Accueil au Palais des congrès, Samedi 29 mars de 9 h à 9 h 30



Préparation : La Villede Villeurbanne (Jean Berthinier) et le Forum de la gauche citoyenne (Henri Jacquot).

Introduction et animation : Jean Berthinier - adjoint au maire de Villeurbanne, Henri Jacquot - Forum de la Gauche Citoyenne

Intervention : F.T.C.R. (Fédération des Tunisiens pour une Citoyenneté des Deux Rives) 3, rue de Nantes 75019 Paris. tél. : 01 46 07 54 04 - fax : 01 40 34 18 15. ftcr@club-internet.fr
 
> texte introductif
 
Il est banal de s’inquiéter de la dépolitisation, qui est plutôt une perte de crédit des politiques. On s’interroge alors, à juste raison, sur ce qui peut l’expliquer dans les pratiques de la « classe politique ». Ne faudrait-il pas s’interroger aussi sur la façon dont est définie la citoyenneté, et ce qui est couramment appelé le « contrat républicain » ?
Utiliser le mot « citoyenneté », ou bien encore « le » citoyen, est d’ailleurs caractéristique de la volonté d’abstraction qui fonde la tradition républicaine. Dans la sphère politique, républicaine et laïque, ne peuvent se retrouver les différences, voire les inégalités, qui marquent la sphère des activités privées : chacun est égal, parce qu’identique, vis-à-vis des droits politiques, droit de vote, libertés publiques etc…
Cette conception a eu une fonction historique de rupture avec les cloisonnements inégalitaires d’Ancien Régime, et a sa grandeur : vouloir imposer les mêmes droits et devoirs à tous, au-delà, et malgré les hiérarchies et différences qu’apportent l’âge, le sexe, les milieux, les origines ou les cultures.
Cependant, comment ne pas constater aujourd’hui, sans retomber pour autant dans une version étroite de la critique marxiste de la politique comme simple instance « superstructurelle », que cette abstraction dissimule mal l’inégalité des conditions concrètes d’exercice des droits politiques ? Sous-représentation des femmes, abstention massive et vote protestataire des jeunes, des populations défavorisées, ou issues de l’immigration.
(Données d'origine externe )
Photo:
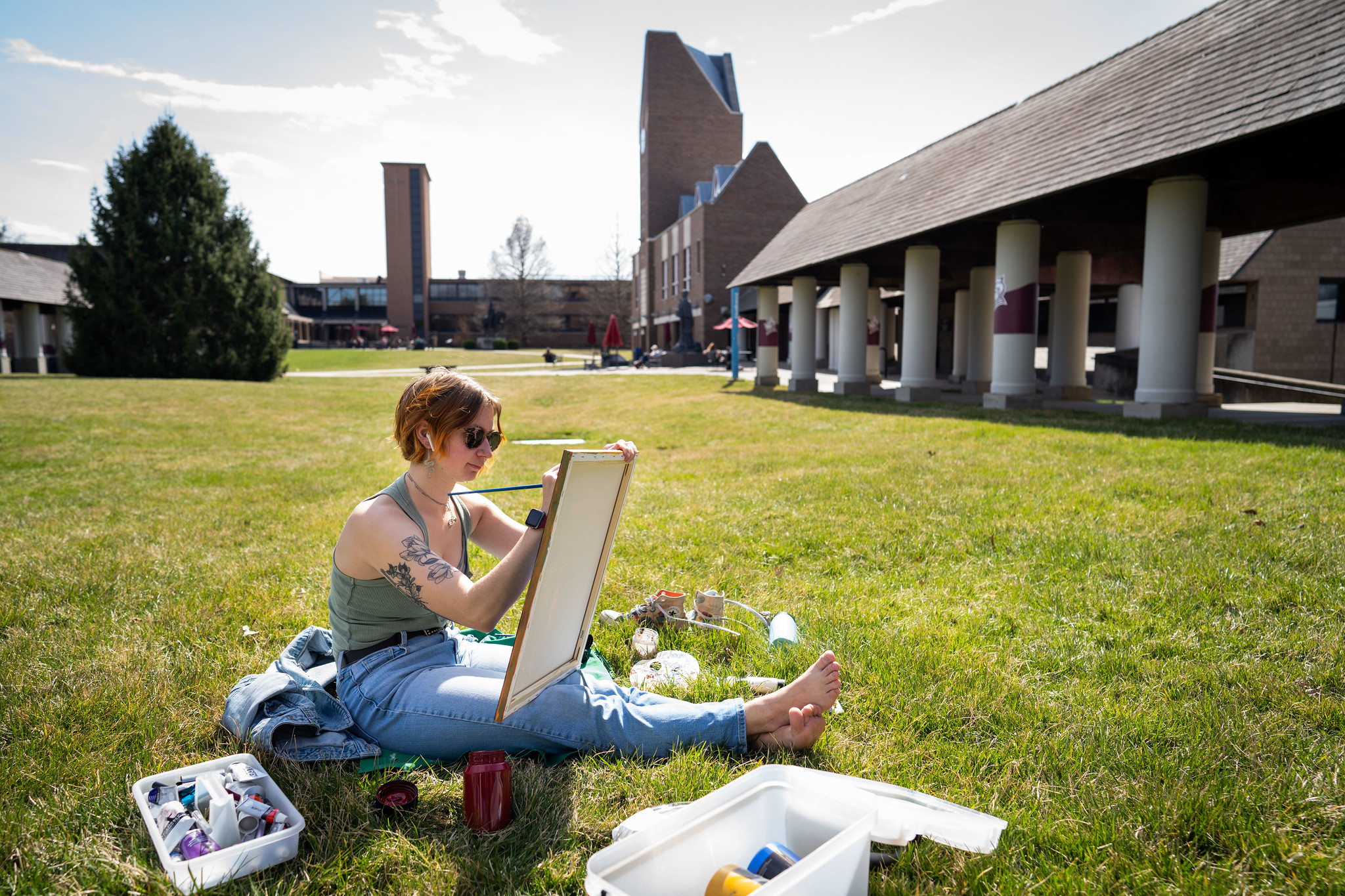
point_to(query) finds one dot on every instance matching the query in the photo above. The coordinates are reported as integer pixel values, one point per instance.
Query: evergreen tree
(174, 284)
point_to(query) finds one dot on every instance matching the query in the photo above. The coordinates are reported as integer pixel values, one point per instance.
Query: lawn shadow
(1207, 430)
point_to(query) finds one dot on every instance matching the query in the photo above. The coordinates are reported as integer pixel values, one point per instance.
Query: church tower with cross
(407, 217)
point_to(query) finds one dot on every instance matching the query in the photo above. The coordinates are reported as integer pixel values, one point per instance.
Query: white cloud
(241, 163)
(62, 165)
(330, 106)
(883, 12)
(39, 233)
(494, 30)
(414, 28)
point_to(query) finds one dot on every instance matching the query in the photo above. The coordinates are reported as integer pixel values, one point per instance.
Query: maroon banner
(1208, 308)
(1016, 309)
(768, 332)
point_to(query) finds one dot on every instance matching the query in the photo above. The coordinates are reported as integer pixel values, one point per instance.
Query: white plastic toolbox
(234, 861)
(826, 819)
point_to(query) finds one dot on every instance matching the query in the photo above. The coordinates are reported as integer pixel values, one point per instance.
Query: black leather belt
(390, 641)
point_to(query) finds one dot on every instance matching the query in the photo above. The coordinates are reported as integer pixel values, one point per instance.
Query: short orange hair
(449, 400)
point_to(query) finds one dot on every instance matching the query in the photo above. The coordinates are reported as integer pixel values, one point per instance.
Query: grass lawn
(1075, 622)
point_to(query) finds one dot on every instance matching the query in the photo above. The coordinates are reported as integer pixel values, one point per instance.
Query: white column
(981, 331)
(1129, 303)
(961, 308)
(822, 351)
(30, 323)
(852, 377)
(803, 326)
(1070, 327)
(768, 336)
(920, 333)
(872, 340)
(1017, 267)
(1174, 236)
(1208, 316)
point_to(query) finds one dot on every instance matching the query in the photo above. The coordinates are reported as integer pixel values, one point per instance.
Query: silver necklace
(452, 517)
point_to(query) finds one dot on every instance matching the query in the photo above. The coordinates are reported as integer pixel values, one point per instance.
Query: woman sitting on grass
(416, 685)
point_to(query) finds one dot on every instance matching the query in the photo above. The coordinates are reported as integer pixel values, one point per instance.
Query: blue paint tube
(771, 860)
(783, 630)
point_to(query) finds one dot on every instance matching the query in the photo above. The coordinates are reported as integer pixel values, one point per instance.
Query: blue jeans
(435, 696)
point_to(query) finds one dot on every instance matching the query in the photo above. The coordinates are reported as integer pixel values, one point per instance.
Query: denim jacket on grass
(287, 710)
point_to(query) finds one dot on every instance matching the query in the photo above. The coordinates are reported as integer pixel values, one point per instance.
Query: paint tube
(197, 844)
(241, 771)
(174, 824)
(242, 790)
(772, 860)
(257, 809)
(758, 684)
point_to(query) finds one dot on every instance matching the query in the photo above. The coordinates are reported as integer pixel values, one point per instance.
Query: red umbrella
(612, 337)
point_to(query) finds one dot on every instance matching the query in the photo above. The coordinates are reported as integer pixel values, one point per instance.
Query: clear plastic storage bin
(827, 820)
(233, 861)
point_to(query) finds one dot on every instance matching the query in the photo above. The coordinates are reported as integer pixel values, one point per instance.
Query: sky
(516, 106)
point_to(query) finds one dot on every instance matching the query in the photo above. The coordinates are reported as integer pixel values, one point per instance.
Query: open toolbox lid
(904, 813)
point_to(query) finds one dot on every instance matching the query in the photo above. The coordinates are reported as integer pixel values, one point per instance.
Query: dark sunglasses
(474, 436)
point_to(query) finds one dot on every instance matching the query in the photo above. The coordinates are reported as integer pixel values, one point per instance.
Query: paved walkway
(1283, 413)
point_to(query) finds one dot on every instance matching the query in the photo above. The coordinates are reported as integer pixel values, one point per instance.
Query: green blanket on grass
(592, 664)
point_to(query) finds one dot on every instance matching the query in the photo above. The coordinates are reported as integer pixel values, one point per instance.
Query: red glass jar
(487, 793)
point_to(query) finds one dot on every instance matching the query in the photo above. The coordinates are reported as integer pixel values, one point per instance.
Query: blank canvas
(568, 574)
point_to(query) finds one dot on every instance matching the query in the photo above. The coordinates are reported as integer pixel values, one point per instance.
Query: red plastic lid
(397, 794)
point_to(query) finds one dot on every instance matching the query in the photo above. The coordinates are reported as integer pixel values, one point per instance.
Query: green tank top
(365, 612)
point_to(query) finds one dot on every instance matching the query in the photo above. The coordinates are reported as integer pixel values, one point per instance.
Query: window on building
(1331, 309)
(309, 301)
(1232, 307)
(373, 301)
(341, 301)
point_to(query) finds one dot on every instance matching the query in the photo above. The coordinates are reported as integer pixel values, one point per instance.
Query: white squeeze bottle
(223, 819)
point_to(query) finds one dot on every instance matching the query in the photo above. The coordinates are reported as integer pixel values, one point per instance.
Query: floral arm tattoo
(439, 568)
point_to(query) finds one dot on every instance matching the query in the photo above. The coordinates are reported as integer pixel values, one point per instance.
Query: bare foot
(805, 727)
(820, 685)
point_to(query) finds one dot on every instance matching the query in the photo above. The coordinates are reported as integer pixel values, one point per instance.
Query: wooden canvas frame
(568, 575)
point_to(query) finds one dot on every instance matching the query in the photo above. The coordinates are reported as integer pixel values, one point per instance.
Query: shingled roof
(30, 278)
(1231, 70)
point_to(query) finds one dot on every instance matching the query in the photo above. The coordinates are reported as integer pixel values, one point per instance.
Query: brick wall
(1286, 273)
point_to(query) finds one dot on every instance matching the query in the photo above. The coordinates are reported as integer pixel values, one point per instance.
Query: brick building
(705, 209)
(1281, 303)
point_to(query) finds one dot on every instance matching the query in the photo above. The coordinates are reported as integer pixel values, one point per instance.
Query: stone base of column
(919, 394)
(1214, 399)
(996, 402)
(1164, 410)
(1069, 393)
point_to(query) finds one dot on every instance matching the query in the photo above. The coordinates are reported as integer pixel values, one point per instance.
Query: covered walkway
(1128, 174)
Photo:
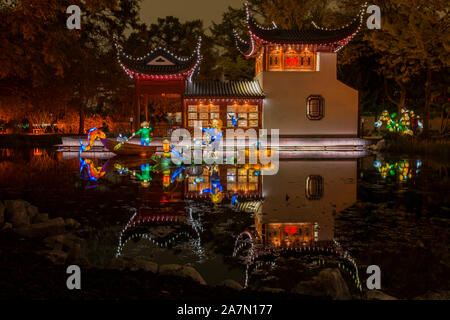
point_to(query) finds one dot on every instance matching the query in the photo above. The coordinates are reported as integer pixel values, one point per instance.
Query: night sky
(206, 10)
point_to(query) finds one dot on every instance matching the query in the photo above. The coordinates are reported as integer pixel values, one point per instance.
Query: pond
(262, 231)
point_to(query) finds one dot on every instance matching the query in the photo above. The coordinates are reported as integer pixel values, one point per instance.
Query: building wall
(339, 193)
(287, 92)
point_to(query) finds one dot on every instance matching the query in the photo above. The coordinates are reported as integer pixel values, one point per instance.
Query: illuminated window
(315, 107)
(243, 116)
(203, 113)
(314, 187)
(275, 59)
(307, 60)
(291, 60)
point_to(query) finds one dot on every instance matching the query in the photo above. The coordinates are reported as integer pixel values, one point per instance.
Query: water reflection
(163, 229)
(261, 226)
(297, 215)
(400, 171)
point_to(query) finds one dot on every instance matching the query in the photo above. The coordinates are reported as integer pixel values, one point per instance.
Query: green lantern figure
(145, 133)
(145, 176)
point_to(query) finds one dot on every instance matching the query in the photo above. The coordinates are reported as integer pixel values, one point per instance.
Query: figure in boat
(93, 135)
(145, 133)
(145, 176)
(215, 191)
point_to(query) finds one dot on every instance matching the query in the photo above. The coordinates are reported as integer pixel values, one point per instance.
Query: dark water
(316, 213)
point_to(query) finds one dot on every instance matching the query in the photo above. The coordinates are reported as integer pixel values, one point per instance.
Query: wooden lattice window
(314, 187)
(315, 107)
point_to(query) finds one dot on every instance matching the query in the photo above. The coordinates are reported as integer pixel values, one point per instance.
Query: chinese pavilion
(295, 87)
(297, 71)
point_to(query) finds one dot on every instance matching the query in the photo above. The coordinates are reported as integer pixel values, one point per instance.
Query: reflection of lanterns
(166, 145)
(166, 178)
(217, 198)
(292, 230)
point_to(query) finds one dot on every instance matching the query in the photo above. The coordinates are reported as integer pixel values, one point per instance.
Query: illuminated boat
(128, 149)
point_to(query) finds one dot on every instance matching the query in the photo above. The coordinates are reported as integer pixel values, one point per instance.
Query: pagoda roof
(160, 64)
(333, 39)
(229, 89)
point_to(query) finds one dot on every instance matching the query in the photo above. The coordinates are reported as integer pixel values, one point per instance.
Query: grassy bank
(29, 141)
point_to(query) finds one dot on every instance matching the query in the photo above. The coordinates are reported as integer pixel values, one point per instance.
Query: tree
(179, 38)
(41, 58)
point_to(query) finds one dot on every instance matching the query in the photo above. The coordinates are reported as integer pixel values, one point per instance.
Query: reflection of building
(297, 216)
(242, 180)
(299, 202)
(162, 228)
(295, 89)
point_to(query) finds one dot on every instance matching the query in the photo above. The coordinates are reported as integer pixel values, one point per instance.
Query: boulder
(32, 212)
(43, 229)
(309, 288)
(328, 282)
(378, 295)
(16, 213)
(181, 271)
(54, 242)
(2, 214)
(435, 295)
(229, 283)
(74, 252)
(7, 226)
(133, 264)
(41, 217)
(72, 224)
(55, 256)
(272, 290)
(333, 284)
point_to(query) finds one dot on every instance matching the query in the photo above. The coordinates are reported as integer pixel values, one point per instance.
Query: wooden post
(146, 107)
(138, 112)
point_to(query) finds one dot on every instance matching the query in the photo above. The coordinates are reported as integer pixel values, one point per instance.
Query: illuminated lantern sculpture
(144, 176)
(166, 178)
(166, 147)
(409, 122)
(93, 135)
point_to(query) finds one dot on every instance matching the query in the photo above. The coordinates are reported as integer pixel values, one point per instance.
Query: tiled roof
(160, 62)
(311, 36)
(232, 89)
(333, 39)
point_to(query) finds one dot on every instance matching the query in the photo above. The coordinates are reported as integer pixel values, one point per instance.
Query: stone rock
(2, 214)
(7, 226)
(41, 217)
(133, 264)
(43, 229)
(333, 284)
(74, 253)
(32, 211)
(54, 242)
(272, 290)
(328, 282)
(309, 288)
(16, 213)
(378, 295)
(181, 271)
(55, 256)
(435, 295)
(72, 223)
(229, 283)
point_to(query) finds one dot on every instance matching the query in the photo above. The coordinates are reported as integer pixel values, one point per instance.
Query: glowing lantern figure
(216, 188)
(93, 135)
(145, 176)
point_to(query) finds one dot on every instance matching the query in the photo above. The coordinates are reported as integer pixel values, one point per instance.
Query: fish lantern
(166, 146)
(166, 178)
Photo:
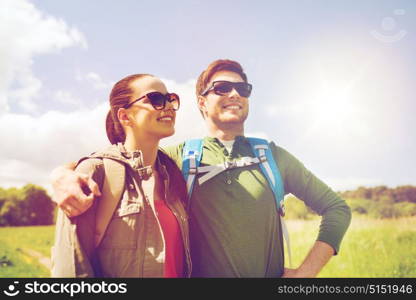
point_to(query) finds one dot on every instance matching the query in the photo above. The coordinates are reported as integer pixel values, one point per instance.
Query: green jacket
(234, 225)
(133, 244)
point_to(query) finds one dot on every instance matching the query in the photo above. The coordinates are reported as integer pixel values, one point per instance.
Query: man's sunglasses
(224, 87)
(158, 100)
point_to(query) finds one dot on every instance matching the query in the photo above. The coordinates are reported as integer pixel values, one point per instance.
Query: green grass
(13, 262)
(371, 248)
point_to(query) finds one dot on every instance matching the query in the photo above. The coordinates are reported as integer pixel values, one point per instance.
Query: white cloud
(96, 81)
(34, 145)
(25, 32)
(189, 122)
(66, 97)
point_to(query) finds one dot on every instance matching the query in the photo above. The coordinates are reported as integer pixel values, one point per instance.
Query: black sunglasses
(158, 100)
(224, 87)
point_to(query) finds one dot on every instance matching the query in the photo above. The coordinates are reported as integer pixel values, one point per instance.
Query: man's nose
(233, 93)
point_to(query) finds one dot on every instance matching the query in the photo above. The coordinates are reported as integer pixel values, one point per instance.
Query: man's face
(228, 108)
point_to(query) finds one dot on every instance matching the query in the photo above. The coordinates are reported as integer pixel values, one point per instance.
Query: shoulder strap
(270, 169)
(191, 158)
(261, 149)
(113, 187)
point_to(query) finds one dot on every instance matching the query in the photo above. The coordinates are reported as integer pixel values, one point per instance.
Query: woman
(146, 234)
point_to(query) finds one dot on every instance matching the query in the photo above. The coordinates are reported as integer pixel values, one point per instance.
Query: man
(234, 224)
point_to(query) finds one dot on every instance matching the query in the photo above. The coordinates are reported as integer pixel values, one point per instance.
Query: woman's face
(146, 121)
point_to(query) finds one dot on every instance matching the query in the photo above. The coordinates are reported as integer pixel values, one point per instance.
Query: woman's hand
(73, 192)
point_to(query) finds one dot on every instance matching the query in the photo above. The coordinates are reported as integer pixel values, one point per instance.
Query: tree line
(405, 193)
(378, 202)
(29, 205)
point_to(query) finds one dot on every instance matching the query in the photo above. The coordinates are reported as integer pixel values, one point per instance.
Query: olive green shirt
(234, 225)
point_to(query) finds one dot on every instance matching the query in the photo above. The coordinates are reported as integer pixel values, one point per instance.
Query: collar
(238, 139)
(135, 160)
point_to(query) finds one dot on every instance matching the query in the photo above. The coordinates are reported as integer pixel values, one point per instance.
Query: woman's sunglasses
(158, 100)
(224, 87)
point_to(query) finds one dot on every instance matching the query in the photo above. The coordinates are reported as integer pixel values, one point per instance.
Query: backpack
(191, 159)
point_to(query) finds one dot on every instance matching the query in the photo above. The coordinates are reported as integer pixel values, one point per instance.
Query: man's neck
(226, 133)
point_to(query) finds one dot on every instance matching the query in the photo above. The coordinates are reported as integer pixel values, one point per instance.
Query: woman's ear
(123, 117)
(202, 104)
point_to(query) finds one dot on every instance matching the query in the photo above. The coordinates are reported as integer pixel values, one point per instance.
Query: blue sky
(333, 80)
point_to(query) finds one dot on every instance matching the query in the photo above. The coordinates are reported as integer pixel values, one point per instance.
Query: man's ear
(123, 117)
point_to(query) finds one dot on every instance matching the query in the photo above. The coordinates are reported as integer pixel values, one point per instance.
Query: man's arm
(317, 258)
(73, 192)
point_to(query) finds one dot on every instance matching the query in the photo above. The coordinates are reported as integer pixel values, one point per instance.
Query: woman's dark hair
(119, 97)
(176, 182)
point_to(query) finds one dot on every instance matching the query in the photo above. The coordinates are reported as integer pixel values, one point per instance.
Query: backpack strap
(270, 169)
(261, 149)
(113, 187)
(191, 158)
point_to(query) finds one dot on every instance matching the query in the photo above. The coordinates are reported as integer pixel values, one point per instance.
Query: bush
(360, 206)
(29, 205)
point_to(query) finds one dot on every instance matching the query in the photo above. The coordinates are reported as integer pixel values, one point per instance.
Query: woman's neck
(148, 147)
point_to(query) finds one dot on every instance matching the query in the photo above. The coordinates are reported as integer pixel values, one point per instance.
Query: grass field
(371, 248)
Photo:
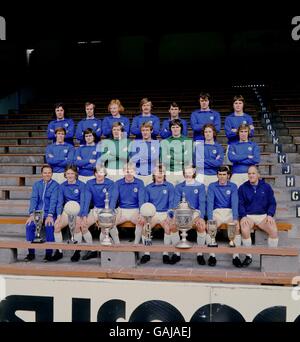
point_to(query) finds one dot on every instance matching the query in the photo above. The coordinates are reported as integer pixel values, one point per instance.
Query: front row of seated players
(256, 206)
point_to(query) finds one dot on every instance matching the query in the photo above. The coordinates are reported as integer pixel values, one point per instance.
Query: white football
(72, 208)
(148, 209)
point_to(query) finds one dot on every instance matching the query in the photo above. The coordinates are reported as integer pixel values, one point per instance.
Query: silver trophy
(106, 221)
(147, 210)
(38, 218)
(184, 221)
(231, 229)
(212, 232)
(72, 209)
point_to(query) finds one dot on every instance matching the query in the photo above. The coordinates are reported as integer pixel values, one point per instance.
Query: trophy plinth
(231, 229)
(106, 221)
(38, 218)
(147, 210)
(212, 232)
(72, 209)
(184, 222)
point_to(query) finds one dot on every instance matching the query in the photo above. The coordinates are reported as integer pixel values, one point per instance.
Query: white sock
(114, 233)
(88, 237)
(247, 243)
(238, 242)
(58, 239)
(175, 238)
(138, 234)
(201, 237)
(272, 242)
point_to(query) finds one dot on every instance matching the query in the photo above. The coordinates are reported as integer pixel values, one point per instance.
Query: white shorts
(239, 178)
(222, 215)
(84, 179)
(257, 219)
(59, 177)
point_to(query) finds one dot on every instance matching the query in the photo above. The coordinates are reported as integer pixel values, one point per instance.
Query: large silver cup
(147, 210)
(212, 232)
(38, 219)
(184, 221)
(106, 221)
(231, 229)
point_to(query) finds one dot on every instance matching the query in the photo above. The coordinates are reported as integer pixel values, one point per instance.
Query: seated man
(144, 153)
(243, 154)
(174, 111)
(128, 195)
(161, 194)
(44, 197)
(196, 198)
(96, 190)
(257, 206)
(71, 190)
(86, 156)
(59, 155)
(222, 206)
(89, 122)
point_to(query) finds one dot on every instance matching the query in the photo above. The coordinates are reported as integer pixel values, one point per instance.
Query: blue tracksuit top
(160, 195)
(67, 124)
(109, 120)
(44, 196)
(128, 195)
(195, 196)
(94, 124)
(71, 192)
(86, 152)
(238, 154)
(165, 131)
(199, 118)
(145, 155)
(234, 121)
(59, 156)
(256, 202)
(95, 193)
(208, 156)
(137, 122)
(222, 196)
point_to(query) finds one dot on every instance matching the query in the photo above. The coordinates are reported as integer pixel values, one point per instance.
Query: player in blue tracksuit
(71, 190)
(203, 116)
(222, 207)
(174, 111)
(128, 196)
(257, 206)
(44, 197)
(208, 156)
(61, 121)
(59, 155)
(195, 195)
(86, 157)
(243, 154)
(115, 108)
(145, 116)
(144, 153)
(234, 120)
(96, 190)
(161, 194)
(89, 122)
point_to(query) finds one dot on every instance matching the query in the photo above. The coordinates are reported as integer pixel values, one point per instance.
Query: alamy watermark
(2, 28)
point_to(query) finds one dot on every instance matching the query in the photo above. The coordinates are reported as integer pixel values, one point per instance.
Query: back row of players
(252, 204)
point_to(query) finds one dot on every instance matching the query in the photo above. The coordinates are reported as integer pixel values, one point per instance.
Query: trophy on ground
(38, 218)
(184, 221)
(231, 229)
(147, 210)
(106, 221)
(72, 209)
(212, 232)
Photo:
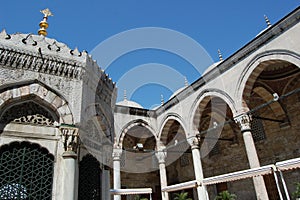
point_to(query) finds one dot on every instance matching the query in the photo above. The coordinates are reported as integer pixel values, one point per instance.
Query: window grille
(257, 130)
(184, 160)
(26, 172)
(215, 150)
(89, 179)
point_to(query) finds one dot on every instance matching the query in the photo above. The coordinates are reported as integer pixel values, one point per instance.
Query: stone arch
(132, 124)
(200, 103)
(255, 67)
(40, 92)
(167, 122)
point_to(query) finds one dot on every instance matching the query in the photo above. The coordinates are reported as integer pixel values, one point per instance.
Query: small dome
(177, 92)
(128, 103)
(211, 67)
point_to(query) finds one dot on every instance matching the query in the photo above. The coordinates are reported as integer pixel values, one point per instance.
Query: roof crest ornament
(44, 24)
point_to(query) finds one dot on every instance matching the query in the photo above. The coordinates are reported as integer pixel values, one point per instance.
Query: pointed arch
(38, 93)
(132, 124)
(200, 103)
(166, 124)
(256, 66)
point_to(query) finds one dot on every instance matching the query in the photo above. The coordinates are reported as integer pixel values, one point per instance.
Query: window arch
(26, 172)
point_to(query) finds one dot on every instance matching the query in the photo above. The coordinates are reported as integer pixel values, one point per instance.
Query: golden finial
(125, 95)
(44, 24)
(186, 83)
(267, 21)
(220, 55)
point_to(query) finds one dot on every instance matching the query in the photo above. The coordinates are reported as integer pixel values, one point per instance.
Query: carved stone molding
(17, 60)
(28, 113)
(244, 121)
(69, 137)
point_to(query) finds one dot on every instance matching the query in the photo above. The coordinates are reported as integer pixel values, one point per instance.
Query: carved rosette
(244, 121)
(69, 137)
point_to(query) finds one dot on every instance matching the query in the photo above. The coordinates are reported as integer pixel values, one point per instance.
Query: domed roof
(129, 103)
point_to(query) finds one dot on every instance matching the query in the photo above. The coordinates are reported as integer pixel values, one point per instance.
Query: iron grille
(26, 172)
(89, 179)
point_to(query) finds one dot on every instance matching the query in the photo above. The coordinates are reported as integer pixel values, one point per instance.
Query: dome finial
(125, 95)
(186, 83)
(44, 24)
(267, 21)
(220, 55)
(162, 101)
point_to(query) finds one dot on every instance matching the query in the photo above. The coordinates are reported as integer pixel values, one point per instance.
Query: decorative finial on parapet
(44, 24)
(125, 95)
(186, 83)
(220, 55)
(267, 21)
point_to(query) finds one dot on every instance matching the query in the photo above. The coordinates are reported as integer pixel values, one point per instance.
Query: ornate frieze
(28, 113)
(42, 64)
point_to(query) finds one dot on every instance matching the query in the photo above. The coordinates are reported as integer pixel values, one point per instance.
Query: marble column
(70, 141)
(161, 155)
(244, 121)
(201, 189)
(117, 152)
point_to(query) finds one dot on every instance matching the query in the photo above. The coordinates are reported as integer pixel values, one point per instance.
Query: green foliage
(296, 194)
(182, 196)
(225, 195)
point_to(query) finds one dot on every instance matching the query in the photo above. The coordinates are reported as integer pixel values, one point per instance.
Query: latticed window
(89, 179)
(26, 172)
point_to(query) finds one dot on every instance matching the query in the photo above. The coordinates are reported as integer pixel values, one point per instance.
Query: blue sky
(224, 25)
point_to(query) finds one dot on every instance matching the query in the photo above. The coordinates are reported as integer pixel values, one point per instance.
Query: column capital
(244, 121)
(161, 156)
(69, 135)
(194, 142)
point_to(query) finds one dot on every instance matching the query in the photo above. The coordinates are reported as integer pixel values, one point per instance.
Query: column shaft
(259, 184)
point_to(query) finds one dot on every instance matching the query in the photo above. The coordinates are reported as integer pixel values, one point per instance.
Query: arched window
(89, 179)
(26, 172)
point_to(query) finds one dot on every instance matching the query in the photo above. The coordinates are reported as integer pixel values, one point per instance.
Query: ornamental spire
(44, 24)
(162, 101)
(125, 95)
(220, 55)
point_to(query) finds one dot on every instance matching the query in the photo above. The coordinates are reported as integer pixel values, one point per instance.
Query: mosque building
(64, 136)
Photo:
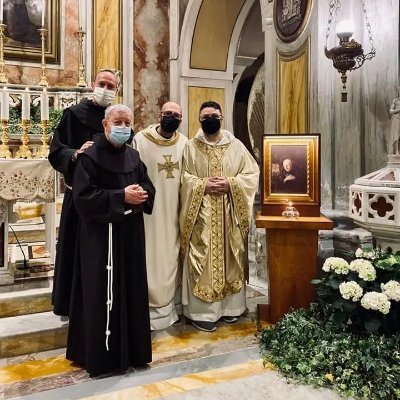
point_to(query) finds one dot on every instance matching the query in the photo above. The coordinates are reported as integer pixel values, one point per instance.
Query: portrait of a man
(289, 169)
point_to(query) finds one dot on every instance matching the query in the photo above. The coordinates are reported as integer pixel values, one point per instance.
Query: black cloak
(100, 176)
(78, 124)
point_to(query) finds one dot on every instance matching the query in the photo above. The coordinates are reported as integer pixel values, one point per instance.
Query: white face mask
(103, 97)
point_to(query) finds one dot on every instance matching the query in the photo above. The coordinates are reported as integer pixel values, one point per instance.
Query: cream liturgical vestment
(214, 229)
(163, 159)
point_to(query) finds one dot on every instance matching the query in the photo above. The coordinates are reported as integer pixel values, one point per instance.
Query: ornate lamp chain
(333, 5)
(372, 53)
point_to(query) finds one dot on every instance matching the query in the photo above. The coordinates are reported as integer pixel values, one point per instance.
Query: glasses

Aussi grave que le rejet « des politiques » est l’idée que « la politique » ne saurait répondre aux questions posées dans la vie concrète de chacun.
La revendication de la parité pour les femmes, suivie de mesures législatives, a, pour la première fois dans la tradition politique française, posé cette question de l’exercice concret des droits politiques pour une catégorie particulière de citoyens. Au-delà de l’évaluation que l’on peut déjà faire de cette première évolution, ne faut-il pas trouver également des moyens pour que la participation politique concerne aussi les jeunes, les exclus, les immigrés, par la reconnaissance de leur situation spécifique dans le champ politique ?
Ces moyens doivent-ils revêtir nécessairement des aspects institutionnels (inscription automatique et permanente sur les listes électorales, droit de vote des étrangers résidant pour les élections territoriales et européennes…) ou rester de l’ordre des transformations à opérer dans les pratiques quotidiennes de citoyenneté (démocratie participative, ou mieux délibérative, et pas seulement représentative…) ?
Cette interrogation est d’ampleur, puisqu’elle pose la question du « modèle français d’intégration », à entendre au sens large. Mais elle concerne aussi les collectivités locales qui, par diverses modalités, tentent d’apporter des réponses : conseil de jeunes, de résidents étrangers, des anciens etc… ou bien encore les associations : groupe de femmes, associations de jeunes, ou communautaires, souvent soucieuses d’être reconnues en tant que telles par les politiques.
Le débat peut donc porter aussi bien sur les problèmes de fond qui concernent la « République d’aujourd’hui », que sur les solutions concrètes expérimentées ici ou là.
 
> contribution 1 : "Entreprise,Salariés et Pratiques Politiques" par ESP-LYON
 
Les contributions au ateliers sont livrées telles que reçues à l'Adels, elles n'engagent pas l'association.

Cette contribution a été proposée par les Equipes Syndicales et Populaires (E.S.P.) au dernier Congrès de l'UDF.
Jacques Petit qui en a été le rédacteur et le rapporteur souligne la portée générale des éléments contenus qui peuvent s'appliquer à la majorité des formations politiques en France.
 
La sous représentation dans le monde politique, des salariés des entreprises est injuste et elle devient pénalisante pour l’ensemble des Français. Le rôle moteur qu’ont pris peu à peu ces personnes de statuts différents, mais travaillant dans un contexte commun, est pourtant prédominant pour l’évolution de notre pays. Leur faible nombre est notoire chez les élus et très insuffisant au niveau des militants notamment dans nos fédérations.

Sans vouloir prioritairement être élus, plus de représentants du monde économique pourraient apporter des pratiques qui enrichiraient notre mouvement ( cf. annexe ). Leur faible représentation contribue profondément au décalage grandissant avec la France réelle dans un pays où l’éducation et la formation, donc les différentes « cultures » jouent un rôle important. Il importe de donner toute sa place à la « culture » du monde des entreprises à coté de celle des juristes, des professeurs, des experts en administration etc...

Le déséquilibre tient autant de la pratique des entreprises que de celle relative au statut des élus. Les ESP sont bien conscientes que seule, une convergence entre le travail des législateurs et le comportement des chefs d’entreprise, sera susceptible d’être efficace. Elles entendent donc aider l’UDF à participer au rééquilibrage progressif du rôle politique légitime, que doivent pouvoir jouer dans le devenir du Pays, tous les citoyens quelle que soit leur activité.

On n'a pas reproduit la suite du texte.